DEMOCRATIC REPUBLIC OF CONGO | Sustainable agricultural practices to adapt to climate change

by CONAPAC

Description

The effects of climate change are evident in the activities of farmers. Climate change is reflected in rainfall patterns, which affect the agricultural calendar and disrupt farming activities. This results in lower yields and, therefore, lower incomes and keeps farmers in poverty. COVID 19 has affected the agricultural sector disruptively worldwide, with farmers asked to keep working to ensure food security and a burden on the entire food value chain to function properly while facing operational obstacles. Undoubtedly, the pandemic outbreak has coupled with climate challenges, increasing pressure on fragile agricultural systems.

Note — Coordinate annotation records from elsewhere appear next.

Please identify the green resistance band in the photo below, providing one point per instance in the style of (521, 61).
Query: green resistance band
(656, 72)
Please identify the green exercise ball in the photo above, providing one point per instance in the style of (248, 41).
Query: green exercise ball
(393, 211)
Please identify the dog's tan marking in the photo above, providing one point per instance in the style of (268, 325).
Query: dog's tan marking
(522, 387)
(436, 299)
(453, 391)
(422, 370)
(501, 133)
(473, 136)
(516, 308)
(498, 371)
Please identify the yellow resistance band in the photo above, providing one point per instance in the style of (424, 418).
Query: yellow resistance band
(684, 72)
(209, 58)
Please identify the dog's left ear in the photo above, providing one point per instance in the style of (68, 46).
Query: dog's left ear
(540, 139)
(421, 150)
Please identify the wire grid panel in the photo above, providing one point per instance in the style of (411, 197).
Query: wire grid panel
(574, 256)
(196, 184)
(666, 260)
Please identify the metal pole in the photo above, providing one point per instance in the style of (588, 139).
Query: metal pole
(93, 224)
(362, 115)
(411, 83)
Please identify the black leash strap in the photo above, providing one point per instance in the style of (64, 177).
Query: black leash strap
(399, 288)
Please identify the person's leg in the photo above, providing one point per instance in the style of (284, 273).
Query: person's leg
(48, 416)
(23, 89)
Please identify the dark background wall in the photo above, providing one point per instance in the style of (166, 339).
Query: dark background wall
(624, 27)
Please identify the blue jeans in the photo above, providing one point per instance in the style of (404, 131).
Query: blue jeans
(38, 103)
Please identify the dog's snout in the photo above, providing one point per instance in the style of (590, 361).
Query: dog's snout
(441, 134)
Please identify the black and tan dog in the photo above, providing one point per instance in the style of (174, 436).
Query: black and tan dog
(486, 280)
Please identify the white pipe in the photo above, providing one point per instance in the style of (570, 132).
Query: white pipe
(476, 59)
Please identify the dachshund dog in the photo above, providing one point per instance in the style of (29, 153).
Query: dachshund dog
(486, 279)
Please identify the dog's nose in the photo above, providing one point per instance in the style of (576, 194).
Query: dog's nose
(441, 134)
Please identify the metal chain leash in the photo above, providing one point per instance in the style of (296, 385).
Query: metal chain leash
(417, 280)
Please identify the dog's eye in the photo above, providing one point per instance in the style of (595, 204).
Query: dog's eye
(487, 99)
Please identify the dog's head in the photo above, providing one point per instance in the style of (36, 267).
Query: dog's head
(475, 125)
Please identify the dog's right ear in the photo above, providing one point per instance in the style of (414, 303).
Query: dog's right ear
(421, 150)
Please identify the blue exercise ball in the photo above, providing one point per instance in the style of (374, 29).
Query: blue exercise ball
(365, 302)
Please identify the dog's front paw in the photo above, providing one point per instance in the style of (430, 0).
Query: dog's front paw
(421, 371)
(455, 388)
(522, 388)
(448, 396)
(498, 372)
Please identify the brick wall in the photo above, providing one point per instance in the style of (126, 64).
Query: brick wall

The promotion of sustainable agriculture is part of the climate change adaptation process, consisting of:

• Promote conservation agriculture and the practices developed by UDPKIS: CONAPAC advocates conservation agriculture, which is practiced in particular by UPDKIS in the province of Tshopo, around Kisangani; it consists of the use of no-till farming, and in the forest without felling trees.
• Develop agroforestry, diversify the models starting from the one in Mampu.
• Share the experience of the natural regeneration and land clearing developed by WWF DRC.
• Train farmers in fire prevention and anti-fire brigades; and in firebreaks combining crops.
• Support for community forestry and the agricultural sedentarisation of the families concerned, search for financial means to support this change.
• Develop compost production, crop rotation with leguminous plants, and other organic matter production systems, and extension on these subjects.
• Develop perennial cocoa, coffee, oil palm, and strengthen the value chains of these critical sectors;
• Practice permaculture by some farmers.
• Cultivation of earthworms to use the waste as a sanitary plant protection product for coffee cultivation and as fertilizer.
• Choice of more environmentally friendly products, Abandonment of chemicals in favour of biological (e.g., biocontrol) or mechanical methods, less impact on the environment, Self-regulation of pathogens by the unrestored agro-ecosystem.
• Soil protection and conservation practices in the fields by terracing along the contour farming measured by the “A-triangle,” reducing the speed of run-off water by diverting it to the field, improving the ridging system which is more pronounced with row seeding, ridging, judicious choice of cover crops, ploughing against the slope.
• Vermicompost, like conventional compost, has many benefits for agricultural soils, including increasing their ability to retain moisture and nutrients, improving their structure, and providing higher levels of microbial activity.

Results

The use of better agroecological practices has led to increased yields of agricultural products, increasing farmers’ income. Additionally, these sustainable practices have positively influenced agricultural production with high output. For example, in Goma, potatoes increased from 1 bag for 2 to 3 bags before these good practices and from 1 bag to 6 to 9 bags afterward.

Climate smartness*

There are several elements in this case that positively impact Climate-smart pillars. In addition to the abovementioned benefits on yield and income from implementing diverse CSA practices, it is important to highlight the diversification of the production systems that not only contribute to the yield increase found, but also allows farmers to better adapt to changing climate and market conditions by having a wider range of tradable products. In this vein, integrate a value chain approach also helps to improve farmers’ livelihoods, for example, the progressive substitution of synthetic agrochemicals by local production and use of compost and vermicompost, represent both socio-economic and environmental advantages. These organic options often represent profitable sources of nutrients for crops while reduces the carbon footprint from manufacturing, transport, application and disposal of synthetic compounds. These alternatives, in combination with woody species within agroforestry systems are also beneficial for the biological activity of the soil that results in its short- to long-term health and therefore its ability to store carbon both in the soil and in aerial biomass. As a complement, contour farming techniques minimize soil erosion. Conservation agriculture and permaculture are also relevant to integrate additional crop management practices and approaches that allow producers and consumers to understand the different elements and interactions that make up the agroecosystem. Favouring the maintenance of various ecosystem services of interest to society, e.g., pollination, regulation of water cycles and provision of food, medicine and raw materials, just to mention a few examples.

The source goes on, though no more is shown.